Friday, 10 June 2011

Why You Should Always Do Your Homework

OR have egg on your face.

Former senior minister S Jayakumar spoke to the media after the launch of his book "Diplomacy: A Singapore Experience", Prof Jayakumar said he was "surprised and disappointed at statements made by some potential candidates on what they would do if elected as the next president".

Prof Jayakumar was involved in drafting the White Papers and constitutional amendments on the Elected Presidency when he was the law minister in the 1980s.

He said some candidates seem to imply that the president is a separate centre of power, distinct from the government and that he has certain executive powers. Prof Jayakumar said this is not the case.

He said: "The president does have some discretionary custodial powers in a few areas, mainly the protection of reserves and key appointments."

He also has some custodial powers over detentions under the Internal Security Act, Corrupt Practices Investigation Bureau (CPIB) investigations and the Maintenance of Religious Harmony restraining orders, said Prof Jayakumar.
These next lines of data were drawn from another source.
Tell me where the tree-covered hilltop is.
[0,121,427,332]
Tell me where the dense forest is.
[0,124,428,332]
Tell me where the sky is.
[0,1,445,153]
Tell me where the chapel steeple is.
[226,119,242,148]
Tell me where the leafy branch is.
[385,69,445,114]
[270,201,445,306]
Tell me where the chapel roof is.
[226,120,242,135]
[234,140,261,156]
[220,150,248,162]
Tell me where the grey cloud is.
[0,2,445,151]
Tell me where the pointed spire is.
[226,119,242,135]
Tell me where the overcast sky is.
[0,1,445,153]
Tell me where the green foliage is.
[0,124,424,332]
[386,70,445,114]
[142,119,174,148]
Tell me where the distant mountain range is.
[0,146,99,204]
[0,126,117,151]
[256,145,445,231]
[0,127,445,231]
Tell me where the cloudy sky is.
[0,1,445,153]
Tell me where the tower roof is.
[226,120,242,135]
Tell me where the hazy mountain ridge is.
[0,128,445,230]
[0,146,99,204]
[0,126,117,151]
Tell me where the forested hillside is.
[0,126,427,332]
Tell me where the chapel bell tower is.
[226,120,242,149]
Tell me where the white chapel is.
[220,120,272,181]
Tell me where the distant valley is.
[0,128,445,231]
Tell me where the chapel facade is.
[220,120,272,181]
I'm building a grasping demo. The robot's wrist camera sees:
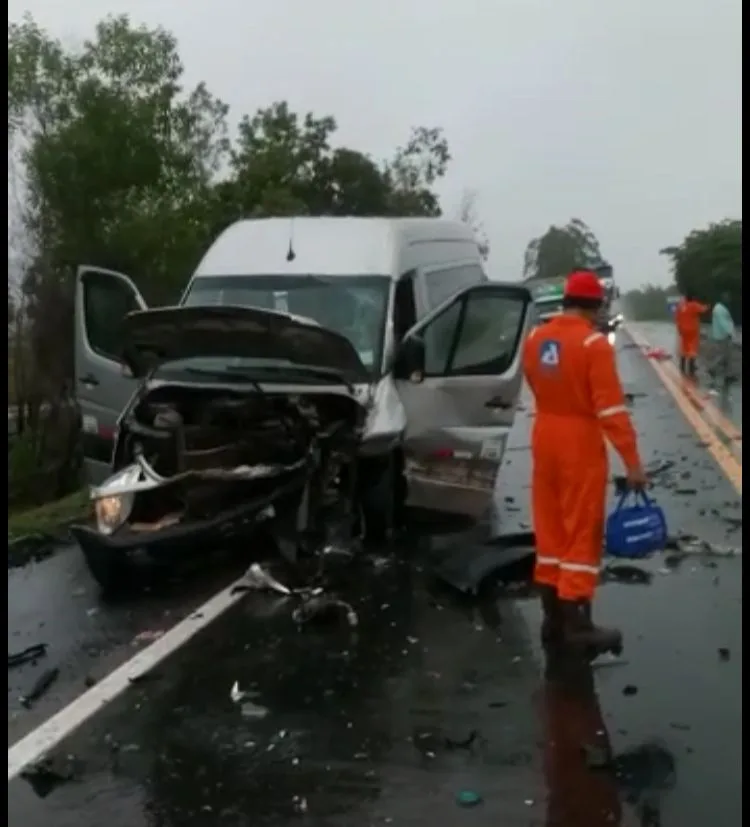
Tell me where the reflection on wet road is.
[8,332,742,827]
[631,322,742,429]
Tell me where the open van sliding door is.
[75,265,147,485]
[396,282,532,527]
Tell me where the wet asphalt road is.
[631,322,742,430]
[8,330,742,827]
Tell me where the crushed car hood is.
[124,305,371,382]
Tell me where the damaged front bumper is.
[71,457,307,569]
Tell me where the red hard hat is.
[563,270,604,301]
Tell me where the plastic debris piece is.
[20,666,60,709]
[240,701,268,719]
[8,643,48,669]
[133,629,164,645]
[21,755,78,798]
[237,563,292,595]
[456,790,482,807]
[292,595,359,627]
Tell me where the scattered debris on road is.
[20,666,60,709]
[21,755,78,798]
[8,643,48,669]
[292,595,359,627]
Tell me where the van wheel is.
[360,452,405,545]
[82,548,134,597]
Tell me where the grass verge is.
[8,488,90,541]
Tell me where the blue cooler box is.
[605,491,668,560]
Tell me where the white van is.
[75,218,531,584]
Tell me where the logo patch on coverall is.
[539,339,560,368]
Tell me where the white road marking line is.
[8,583,245,781]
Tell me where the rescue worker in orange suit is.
[675,293,710,379]
[523,270,647,657]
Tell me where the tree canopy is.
[8,15,458,504]
[523,218,604,279]
[621,284,677,322]
[8,15,450,394]
[660,219,742,323]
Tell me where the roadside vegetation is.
[8,16,488,525]
[523,218,742,324]
[8,11,741,525]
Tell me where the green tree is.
[621,284,675,322]
[523,218,603,279]
[660,219,742,323]
[8,15,450,508]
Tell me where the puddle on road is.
[14,544,741,827]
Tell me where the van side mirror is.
[393,336,425,380]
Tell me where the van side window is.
[425,263,487,307]
[83,273,140,362]
[393,270,417,342]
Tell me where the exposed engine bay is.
[95,384,366,539]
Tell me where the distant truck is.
[529,262,622,333]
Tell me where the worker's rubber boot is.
[538,585,564,646]
[560,600,622,659]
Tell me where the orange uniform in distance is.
[523,314,640,601]
[675,299,709,359]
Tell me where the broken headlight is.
[94,465,140,534]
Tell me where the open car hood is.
[124,305,370,382]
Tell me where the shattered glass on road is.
[9,332,742,827]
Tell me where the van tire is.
[82,549,134,597]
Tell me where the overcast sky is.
[8,0,742,287]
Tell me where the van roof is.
[195,217,476,276]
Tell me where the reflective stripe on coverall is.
[675,299,708,359]
[523,314,640,600]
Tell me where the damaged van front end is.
[72,307,371,588]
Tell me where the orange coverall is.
[675,299,708,359]
[523,314,640,600]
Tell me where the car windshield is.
[183,275,391,372]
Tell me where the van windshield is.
[183,275,391,372]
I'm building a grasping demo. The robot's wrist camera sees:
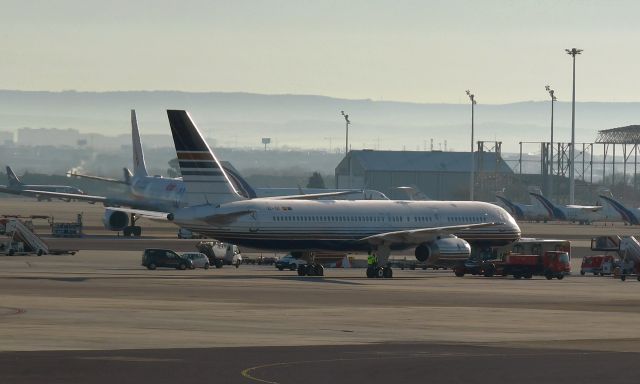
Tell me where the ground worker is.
[367,251,378,268]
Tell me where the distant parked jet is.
[0,166,85,201]
[529,192,615,224]
[599,194,640,225]
[496,193,552,221]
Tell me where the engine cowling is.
[102,209,129,231]
[415,236,471,264]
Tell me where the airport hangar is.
[335,149,514,200]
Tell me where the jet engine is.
[102,209,129,231]
[415,235,471,264]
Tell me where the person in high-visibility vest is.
[367,251,378,267]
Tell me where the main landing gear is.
[298,263,324,276]
[367,266,393,279]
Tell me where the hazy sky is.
[0,0,640,103]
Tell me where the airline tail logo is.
[167,110,243,205]
[529,192,567,220]
[7,166,22,187]
[600,195,640,225]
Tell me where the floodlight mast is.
[544,85,558,197]
[565,48,582,204]
[465,89,476,201]
[340,111,351,188]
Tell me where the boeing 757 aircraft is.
[167,110,520,277]
[0,166,85,200]
[8,110,386,236]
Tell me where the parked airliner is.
[167,110,520,277]
[529,192,618,224]
[0,166,85,200]
[496,193,552,222]
[599,194,640,225]
[15,110,386,236]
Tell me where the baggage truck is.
[464,251,571,280]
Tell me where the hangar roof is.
[341,150,513,173]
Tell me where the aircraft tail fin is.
[131,109,149,179]
[167,110,245,205]
[598,194,640,225]
[122,167,133,185]
[529,192,567,220]
[7,165,22,187]
[496,193,524,219]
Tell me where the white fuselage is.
[173,199,520,251]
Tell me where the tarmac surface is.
[0,199,640,384]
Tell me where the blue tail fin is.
[7,165,22,187]
[496,195,524,219]
[599,195,640,225]
[529,192,567,220]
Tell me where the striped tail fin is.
[167,110,244,206]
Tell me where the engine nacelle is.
[415,235,471,265]
[102,209,129,231]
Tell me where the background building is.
[335,150,513,201]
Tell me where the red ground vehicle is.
[580,255,616,276]
[482,251,571,280]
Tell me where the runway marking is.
[240,351,617,384]
[0,307,27,316]
[77,356,183,363]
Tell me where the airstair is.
[591,236,640,265]
[1,219,49,255]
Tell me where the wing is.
[0,186,107,203]
[254,191,362,200]
[204,209,255,225]
[360,223,499,245]
[567,205,602,212]
[67,172,128,185]
[114,207,170,221]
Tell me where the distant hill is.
[0,90,640,152]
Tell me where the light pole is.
[565,48,582,204]
[466,89,476,201]
[544,85,558,197]
[340,111,351,188]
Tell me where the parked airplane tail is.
[496,194,524,219]
[529,192,567,220]
[122,167,133,185]
[131,109,149,180]
[167,110,244,206]
[7,165,22,187]
[599,194,640,225]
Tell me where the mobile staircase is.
[0,219,49,256]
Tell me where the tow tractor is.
[580,255,617,276]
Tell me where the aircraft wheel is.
[367,267,375,278]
He added: "But even in those few areas, the president has no power to initiate decisions or policy. He only has blocking powers. 

"Other than those specified areas, in all other areas, the president under the Constitution must act on the advice of the Cabinet. That is the clear legal position." 
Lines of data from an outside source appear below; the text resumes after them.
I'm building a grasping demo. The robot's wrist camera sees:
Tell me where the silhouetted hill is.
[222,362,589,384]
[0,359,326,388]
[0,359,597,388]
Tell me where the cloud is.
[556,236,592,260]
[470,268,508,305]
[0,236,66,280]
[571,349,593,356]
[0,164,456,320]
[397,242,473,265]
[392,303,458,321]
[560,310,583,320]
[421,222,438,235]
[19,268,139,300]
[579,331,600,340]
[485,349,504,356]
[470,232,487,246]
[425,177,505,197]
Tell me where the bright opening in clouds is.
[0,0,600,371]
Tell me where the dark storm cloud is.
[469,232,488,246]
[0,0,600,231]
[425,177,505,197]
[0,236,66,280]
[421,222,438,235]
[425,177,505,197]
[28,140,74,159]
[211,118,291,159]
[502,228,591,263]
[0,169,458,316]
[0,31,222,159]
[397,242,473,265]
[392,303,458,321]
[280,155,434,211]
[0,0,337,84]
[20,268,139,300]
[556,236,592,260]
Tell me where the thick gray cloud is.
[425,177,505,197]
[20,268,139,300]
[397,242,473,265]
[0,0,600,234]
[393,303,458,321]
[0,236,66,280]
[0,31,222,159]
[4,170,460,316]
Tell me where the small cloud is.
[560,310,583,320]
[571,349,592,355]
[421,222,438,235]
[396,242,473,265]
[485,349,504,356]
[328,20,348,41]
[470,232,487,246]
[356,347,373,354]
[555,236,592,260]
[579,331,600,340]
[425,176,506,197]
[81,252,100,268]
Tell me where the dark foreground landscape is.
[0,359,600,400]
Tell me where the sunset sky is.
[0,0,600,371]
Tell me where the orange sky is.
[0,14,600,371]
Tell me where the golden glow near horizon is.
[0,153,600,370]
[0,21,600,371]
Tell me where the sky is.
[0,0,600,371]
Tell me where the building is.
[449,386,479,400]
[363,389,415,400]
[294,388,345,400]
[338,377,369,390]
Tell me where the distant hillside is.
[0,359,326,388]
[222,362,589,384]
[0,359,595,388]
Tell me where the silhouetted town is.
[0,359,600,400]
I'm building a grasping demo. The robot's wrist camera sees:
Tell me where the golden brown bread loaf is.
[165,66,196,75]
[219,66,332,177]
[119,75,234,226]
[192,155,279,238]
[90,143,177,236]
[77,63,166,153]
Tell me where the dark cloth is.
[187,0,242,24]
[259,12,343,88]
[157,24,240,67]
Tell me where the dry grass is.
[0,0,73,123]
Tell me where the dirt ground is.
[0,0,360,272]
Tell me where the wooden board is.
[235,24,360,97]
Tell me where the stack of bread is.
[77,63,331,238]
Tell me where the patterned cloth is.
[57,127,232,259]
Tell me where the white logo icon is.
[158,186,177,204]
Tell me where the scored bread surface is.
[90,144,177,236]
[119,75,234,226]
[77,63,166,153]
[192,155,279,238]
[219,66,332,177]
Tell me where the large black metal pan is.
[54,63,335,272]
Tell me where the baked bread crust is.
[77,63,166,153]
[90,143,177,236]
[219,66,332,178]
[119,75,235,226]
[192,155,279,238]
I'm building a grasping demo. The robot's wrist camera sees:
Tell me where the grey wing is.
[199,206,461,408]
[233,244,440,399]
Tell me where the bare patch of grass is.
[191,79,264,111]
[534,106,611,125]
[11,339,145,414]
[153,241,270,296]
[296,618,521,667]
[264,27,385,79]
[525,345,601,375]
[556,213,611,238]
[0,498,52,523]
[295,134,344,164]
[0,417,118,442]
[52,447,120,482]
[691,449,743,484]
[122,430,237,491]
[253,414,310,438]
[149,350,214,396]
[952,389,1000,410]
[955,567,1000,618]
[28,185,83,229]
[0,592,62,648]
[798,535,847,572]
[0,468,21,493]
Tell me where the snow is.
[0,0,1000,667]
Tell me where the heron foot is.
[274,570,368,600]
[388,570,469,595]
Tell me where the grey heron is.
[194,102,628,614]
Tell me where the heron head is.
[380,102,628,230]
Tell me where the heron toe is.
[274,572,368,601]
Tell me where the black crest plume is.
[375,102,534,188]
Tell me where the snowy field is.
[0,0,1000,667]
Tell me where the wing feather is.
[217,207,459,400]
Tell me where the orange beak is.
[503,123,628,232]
Prof Jayakumar said it would be good if Singaporeans, especially candidates, are clear about the role of the president - what he can do and what he cannot do. "Otherwise, there may be wrong expectations about the role of the president, and we should avoid that," he added.
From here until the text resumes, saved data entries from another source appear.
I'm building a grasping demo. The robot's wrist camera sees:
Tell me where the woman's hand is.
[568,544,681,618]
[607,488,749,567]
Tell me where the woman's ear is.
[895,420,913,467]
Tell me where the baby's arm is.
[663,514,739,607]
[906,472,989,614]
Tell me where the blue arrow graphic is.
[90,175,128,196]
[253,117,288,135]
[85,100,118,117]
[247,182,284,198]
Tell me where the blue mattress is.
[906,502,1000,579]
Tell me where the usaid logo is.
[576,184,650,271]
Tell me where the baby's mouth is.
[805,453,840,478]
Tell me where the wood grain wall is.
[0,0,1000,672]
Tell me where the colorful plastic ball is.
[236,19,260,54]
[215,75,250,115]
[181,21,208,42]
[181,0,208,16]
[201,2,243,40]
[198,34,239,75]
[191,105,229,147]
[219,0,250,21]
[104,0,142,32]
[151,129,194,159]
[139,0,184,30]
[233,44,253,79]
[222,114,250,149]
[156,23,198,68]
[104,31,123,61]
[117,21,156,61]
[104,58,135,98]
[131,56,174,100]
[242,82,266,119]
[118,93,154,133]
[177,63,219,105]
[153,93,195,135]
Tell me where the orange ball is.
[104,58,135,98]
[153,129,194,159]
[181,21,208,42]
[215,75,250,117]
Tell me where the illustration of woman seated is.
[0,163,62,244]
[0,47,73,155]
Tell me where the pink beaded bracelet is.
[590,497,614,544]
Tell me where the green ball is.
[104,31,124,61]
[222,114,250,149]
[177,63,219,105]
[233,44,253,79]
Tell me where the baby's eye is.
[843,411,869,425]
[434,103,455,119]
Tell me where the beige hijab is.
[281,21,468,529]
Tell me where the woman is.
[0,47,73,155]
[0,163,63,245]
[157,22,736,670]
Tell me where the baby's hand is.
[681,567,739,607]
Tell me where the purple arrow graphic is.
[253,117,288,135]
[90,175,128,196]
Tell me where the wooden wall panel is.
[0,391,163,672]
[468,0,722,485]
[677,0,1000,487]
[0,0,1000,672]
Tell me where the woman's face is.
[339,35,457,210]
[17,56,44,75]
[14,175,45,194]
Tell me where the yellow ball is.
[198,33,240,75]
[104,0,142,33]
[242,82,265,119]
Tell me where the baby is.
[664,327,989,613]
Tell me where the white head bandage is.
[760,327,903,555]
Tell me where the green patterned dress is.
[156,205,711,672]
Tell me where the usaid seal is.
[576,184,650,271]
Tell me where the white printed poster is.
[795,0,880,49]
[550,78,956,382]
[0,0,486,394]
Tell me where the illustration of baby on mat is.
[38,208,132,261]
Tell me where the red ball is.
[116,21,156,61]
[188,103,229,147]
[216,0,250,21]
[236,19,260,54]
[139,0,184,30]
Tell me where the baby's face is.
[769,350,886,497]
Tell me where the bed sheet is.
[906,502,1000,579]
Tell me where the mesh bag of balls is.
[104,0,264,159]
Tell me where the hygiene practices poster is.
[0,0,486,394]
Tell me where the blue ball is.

Prof Jayakumar’s comments on the role of the elected president also echoed the argument made by President SR Nathan.

Speaking at the end of his state visit in Mauritius on Tuesday, Mr Nathan reminded those who wish to see a more aggressive President as a check on the government that the role is one circumscribed by the Constitution.

When asked about the comparisons of his tenure with that of his predecessor, the late Mr Ong Teng Cheong who had disagreements with the PAP government over the presidential powers, he said, “I know the limitations of the Constitution and what you have to do. I am not there in a boxing match.”